Mi strappasti la giacca di dosso e mentre il batterista
contava fino a quattro
afferrasti la mia mano e mi trascinasti
sulla pista.
Stavi lì e mi tenevi poi iniziasti
a ballare lentamente.
E mentre ti stringevo più forte giuravo che non
ti avrei mai lasciata.”
In pochi versi il Jersey Devil,il Diavolo del New Jersey ha creato una realtà molto bella, addirittura struggente. Ma questo che è un sogno, nel momento in cui finisce diventa un incubo: o per essere più precisi, tale diventa quando il ragazzo scopre quale sia la “vita” della ragazza.

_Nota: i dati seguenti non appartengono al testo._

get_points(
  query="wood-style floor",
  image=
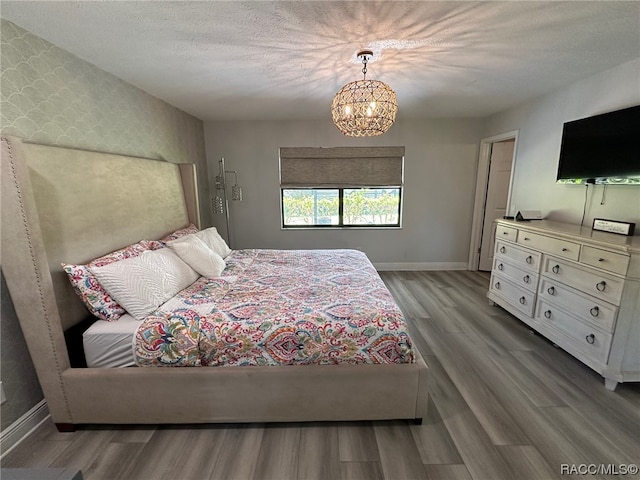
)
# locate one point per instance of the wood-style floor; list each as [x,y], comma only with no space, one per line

“Beh, ti vidi giù al viale.
Il tuo viso era in ombra ma sapevo che eri tu
stavi sotto un portone per ripararti dalla pioggia
quando ti chiamai non rispondesti.
Ti girasti e guardasti lontano,
proprio come uno straniero che aspetta di essere
spazzato via.”
Il punto è che come dice il ragazzo: “Sei stata deformata fino a diventare complice.” Così lei vive una vita che altri hanno scelto per lei ma che ormai ha imparato a considerare “sua.”
E' entrata (certo anche per via della paura) in un giro di cui può essere solo schiava... Anche se per le graziose menzogne che le sono state rifilate, crede ancora che possa esserci un domani migliore. E deve stare attenta perché sta camminando “nel mirino.”
Il riferimento al “mirino” potrebbe non essere causale: una volta Bruce raccontò di una compagna del liceo che gli stava appresso e che era molto scatenata. Poi lei compì una rapina nel corso della quale rimase uccisa... chissà che Point blank non sia una versione di quella storia?
Infatti io ho ipotizzato che la ragazza del brano sia diventata una prostituta, ma potrebbe anche essere entrata in una banda di rapinatori o di ricettatori. Un ambiente nel quale lei non può fare “one false move away”, un passo falso perché arriva un “colpo secco” ed è “morta.”
Comunque il pezzo sottolinea un fatto fondamentale: come le dice il ragazzo: “Did you forget how to love, girl,/ did you forget how to fight”, hai dimenticato come amare, ragazza,/ hai dimenticato come lottare.
A quel punto, lei non potrà far altro che attendere la fine... che arriverà. Prima o poi. E non sarà gloriosa.
Bruce scrisse Point blank nel 1980 quando Reagan e la conseguente disoccupazione crearono ai lavoratori USA non pochi problemi. Point blank si trova nel doppio album in studio The river, disco che denuncia questo malessere anche in brani come quello omonimo, in Jackson cage e forse anche in The price you pay.
In questo quadro, la donna appare come il classico anello debole della catena: non perché lo sia in quanto donna, ma perché deve vivere ed alla fine subire una società che privilegia il danaro, la violenza ed il potere. Ed essendo la donna (soprattutto quella che viene da ambienti degradati) priva di tutto ciò, le sue saranno scelte obbligate.
Certo a questo stato di cose può ribellarsi, ma è molto difficile, quando ti trovi da sola in mezzo ad un viale e ti tengono sotto tiro...

Nota


* Traggo testo originale e traduzione italiana , da me in parte rivista, da Bruce Springsteeen, Tutti i testi con traduzione a fronte, Arcana Editrice, Milano, 1985, pp.180-183.